Anschließend wird softwaregesteuert berechnet, wie – bei Bedarf mit mehreren Beamern aus unterschiedlichen Positionen – eine passgenaue, nahezu verzerrungsfreie und allseitig denkungsgleiche Projektion von Bildern und Animationen auf die komplexe Oberfläche realisiert werden kann.
So projizierten wir auf das gefräste Modell des Konstantinkopfes hochauflösende, tiefenscharfe und exakt maskierte Inhalte. Über ein Interaktionsterminal lassen sich Inhalte wie Schadensbilder oder rekonstruierte Farbgebungen abrufen.
Zusätzlich reagierte das Objekt interaktiv auf Besucherbewegungen: Betritt man einen bestimmten Raumbereich, bewegten sich die Augen des Konstantin – ein bewusst spielerischer Effekt mit hoher Besucherresonanz.
Gerade für archäologische Denkmäler (z.
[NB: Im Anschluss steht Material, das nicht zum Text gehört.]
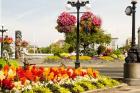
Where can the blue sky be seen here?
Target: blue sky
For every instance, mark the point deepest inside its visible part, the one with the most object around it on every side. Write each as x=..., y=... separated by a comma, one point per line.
x=37, y=18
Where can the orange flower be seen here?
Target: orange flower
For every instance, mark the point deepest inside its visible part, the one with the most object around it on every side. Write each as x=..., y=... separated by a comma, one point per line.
x=50, y=76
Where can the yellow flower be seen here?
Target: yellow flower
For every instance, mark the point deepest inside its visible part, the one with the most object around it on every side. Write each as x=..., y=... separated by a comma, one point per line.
x=11, y=73
x=2, y=75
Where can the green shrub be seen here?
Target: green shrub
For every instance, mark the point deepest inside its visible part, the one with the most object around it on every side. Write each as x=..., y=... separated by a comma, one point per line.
x=52, y=58
x=107, y=58
x=64, y=55
x=101, y=49
x=86, y=85
x=117, y=52
x=81, y=57
x=121, y=57
x=114, y=56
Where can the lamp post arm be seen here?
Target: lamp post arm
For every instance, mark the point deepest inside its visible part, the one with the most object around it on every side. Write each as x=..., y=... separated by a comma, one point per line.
x=77, y=64
x=133, y=24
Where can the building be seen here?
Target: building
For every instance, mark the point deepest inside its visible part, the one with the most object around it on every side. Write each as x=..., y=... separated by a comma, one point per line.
x=114, y=43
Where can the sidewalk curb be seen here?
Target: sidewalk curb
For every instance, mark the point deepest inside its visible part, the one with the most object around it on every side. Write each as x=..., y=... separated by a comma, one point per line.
x=106, y=89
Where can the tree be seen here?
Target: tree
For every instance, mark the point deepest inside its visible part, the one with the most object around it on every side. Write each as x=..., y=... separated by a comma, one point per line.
x=90, y=31
x=87, y=40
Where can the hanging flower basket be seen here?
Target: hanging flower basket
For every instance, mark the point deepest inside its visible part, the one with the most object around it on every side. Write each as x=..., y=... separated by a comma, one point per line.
x=24, y=43
x=90, y=23
x=6, y=40
x=65, y=22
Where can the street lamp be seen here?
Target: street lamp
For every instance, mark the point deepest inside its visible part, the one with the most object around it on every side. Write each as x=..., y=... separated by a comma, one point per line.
x=133, y=52
x=2, y=31
x=132, y=65
x=78, y=4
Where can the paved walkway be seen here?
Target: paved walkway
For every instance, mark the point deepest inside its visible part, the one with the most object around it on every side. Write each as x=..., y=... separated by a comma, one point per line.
x=101, y=64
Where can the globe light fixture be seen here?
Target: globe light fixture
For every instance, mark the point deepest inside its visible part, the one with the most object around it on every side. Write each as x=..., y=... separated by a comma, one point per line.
x=132, y=61
x=134, y=1
x=128, y=10
x=2, y=31
x=78, y=4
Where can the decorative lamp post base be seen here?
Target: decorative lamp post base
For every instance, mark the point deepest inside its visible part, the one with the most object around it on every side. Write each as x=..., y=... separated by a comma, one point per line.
x=132, y=74
x=77, y=65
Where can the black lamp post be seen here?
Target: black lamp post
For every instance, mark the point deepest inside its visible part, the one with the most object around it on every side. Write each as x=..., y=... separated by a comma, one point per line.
x=132, y=65
x=133, y=56
x=77, y=4
x=2, y=31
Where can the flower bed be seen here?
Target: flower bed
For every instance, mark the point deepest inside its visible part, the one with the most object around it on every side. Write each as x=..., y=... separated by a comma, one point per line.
x=52, y=80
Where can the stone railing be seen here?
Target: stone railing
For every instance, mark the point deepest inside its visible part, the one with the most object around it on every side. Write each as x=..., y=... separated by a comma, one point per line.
x=25, y=54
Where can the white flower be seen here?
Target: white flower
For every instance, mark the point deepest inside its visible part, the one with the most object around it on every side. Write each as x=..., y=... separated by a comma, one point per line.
x=2, y=75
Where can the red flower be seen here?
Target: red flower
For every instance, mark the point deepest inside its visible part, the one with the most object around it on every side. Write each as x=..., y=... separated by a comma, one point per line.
x=7, y=84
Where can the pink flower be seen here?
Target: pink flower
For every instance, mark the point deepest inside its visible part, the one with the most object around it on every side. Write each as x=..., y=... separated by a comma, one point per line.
x=87, y=16
x=97, y=21
x=65, y=19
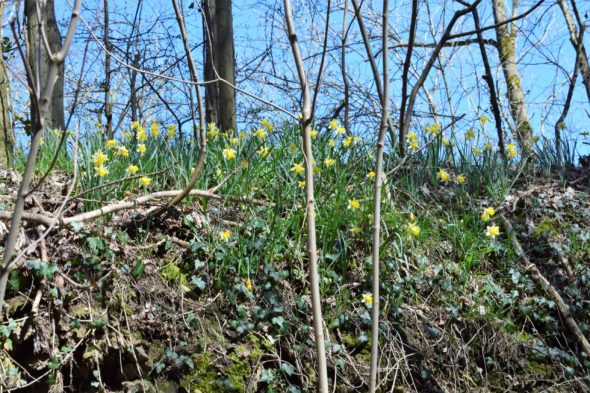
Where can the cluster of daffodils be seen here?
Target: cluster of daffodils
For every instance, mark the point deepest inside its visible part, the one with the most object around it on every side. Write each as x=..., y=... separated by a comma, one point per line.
x=492, y=230
x=412, y=227
x=445, y=177
x=413, y=141
x=100, y=157
x=511, y=151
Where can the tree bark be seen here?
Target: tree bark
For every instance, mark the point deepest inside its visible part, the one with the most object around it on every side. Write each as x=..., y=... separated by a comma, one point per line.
x=6, y=131
x=108, y=105
x=39, y=58
x=210, y=38
x=220, y=63
x=516, y=98
x=575, y=39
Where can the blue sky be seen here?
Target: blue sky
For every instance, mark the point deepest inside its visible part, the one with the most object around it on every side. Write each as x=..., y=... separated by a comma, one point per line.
x=546, y=58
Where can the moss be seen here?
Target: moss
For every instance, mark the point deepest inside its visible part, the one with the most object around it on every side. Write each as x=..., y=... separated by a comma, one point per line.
x=547, y=228
x=172, y=272
x=208, y=377
x=203, y=377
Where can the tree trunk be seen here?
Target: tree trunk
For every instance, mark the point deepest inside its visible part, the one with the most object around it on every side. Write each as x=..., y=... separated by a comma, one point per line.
x=108, y=105
x=210, y=37
x=578, y=46
x=6, y=132
x=226, y=64
x=518, y=109
x=220, y=62
x=39, y=59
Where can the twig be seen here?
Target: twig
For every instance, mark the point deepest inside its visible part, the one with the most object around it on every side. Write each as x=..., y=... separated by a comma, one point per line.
x=120, y=205
x=546, y=286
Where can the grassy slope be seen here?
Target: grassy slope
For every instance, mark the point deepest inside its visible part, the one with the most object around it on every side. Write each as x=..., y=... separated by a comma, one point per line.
x=172, y=300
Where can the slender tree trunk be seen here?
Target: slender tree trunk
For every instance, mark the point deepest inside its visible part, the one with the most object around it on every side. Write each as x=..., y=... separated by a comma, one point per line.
x=6, y=131
x=226, y=63
x=210, y=38
x=314, y=275
x=39, y=58
x=374, y=373
x=516, y=98
x=132, y=86
x=489, y=79
x=108, y=105
x=577, y=42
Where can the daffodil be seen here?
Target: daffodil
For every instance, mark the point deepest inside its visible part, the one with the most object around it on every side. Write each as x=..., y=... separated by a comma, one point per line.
x=101, y=171
x=413, y=229
x=267, y=124
x=260, y=134
x=229, y=153
x=99, y=158
x=353, y=204
x=122, y=151
x=368, y=299
x=298, y=169
x=348, y=141
x=443, y=175
x=488, y=213
x=263, y=151
x=225, y=235
x=492, y=231
x=511, y=151
x=432, y=129
x=142, y=136
x=155, y=129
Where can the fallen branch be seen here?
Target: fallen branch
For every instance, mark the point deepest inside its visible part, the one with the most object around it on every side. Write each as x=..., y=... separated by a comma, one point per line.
x=118, y=206
x=546, y=286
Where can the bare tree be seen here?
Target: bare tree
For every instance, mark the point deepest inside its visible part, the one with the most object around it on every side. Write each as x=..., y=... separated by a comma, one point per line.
x=40, y=14
x=41, y=111
x=306, y=123
x=576, y=38
x=506, y=38
x=220, y=98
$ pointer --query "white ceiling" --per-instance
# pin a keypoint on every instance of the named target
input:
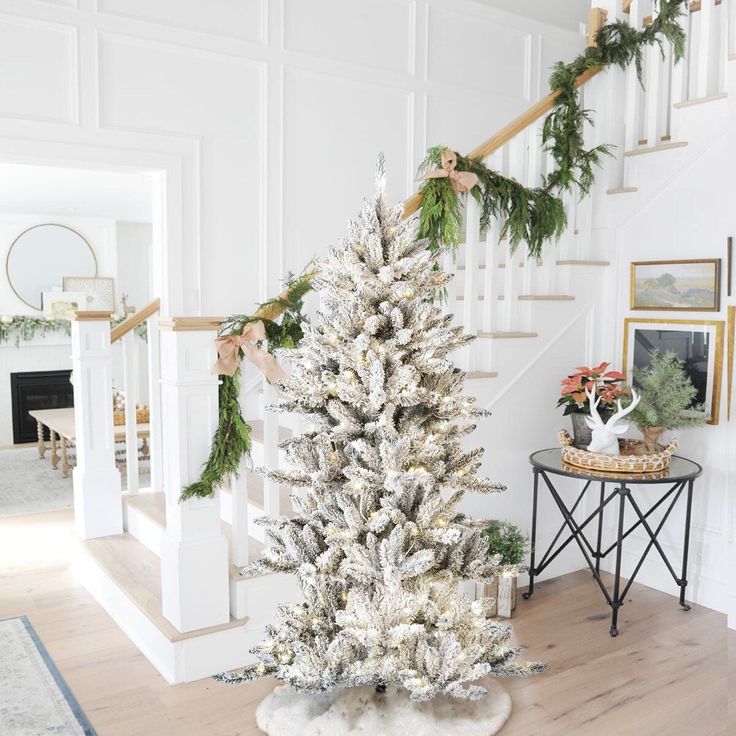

B. antike Plastiken, Giebelfiguren oder Grabdenkmäler), deren ursprüngliche Farbigkeit verloren ist, eignen sich 3D-Projektionen ideal zur anschaulichen Farbrekonstruktion.
Beim hier gezeigten Beispiel des Burgbergs von Bernstorf wurde ein von uns erstellter Airborne-Laserscan in ein hochpräzises, maßstäbliches und leicht überhöhtes 3D-Geländemodell der bronzezeitlichen Höhensiedlung umgesetzt.
Über einen interaktiven Touchscreen-Monitor lassen sich verschiedenste Informations- und Kartenebenen auswählen, darunter Bodengütekarten, historische Karten, Grabungsflächen, Mauerverläufe, Fundstellen und geophysikalische Untersuchungen.
Parallel werden auf dem Monitor vertiefende Inhalte, Visualisierungen und Rekonstruktionen angezeigt, die das ehemalige bronzezeitliche Erscheinungsbild der Siedlung anschaulich vermitteln.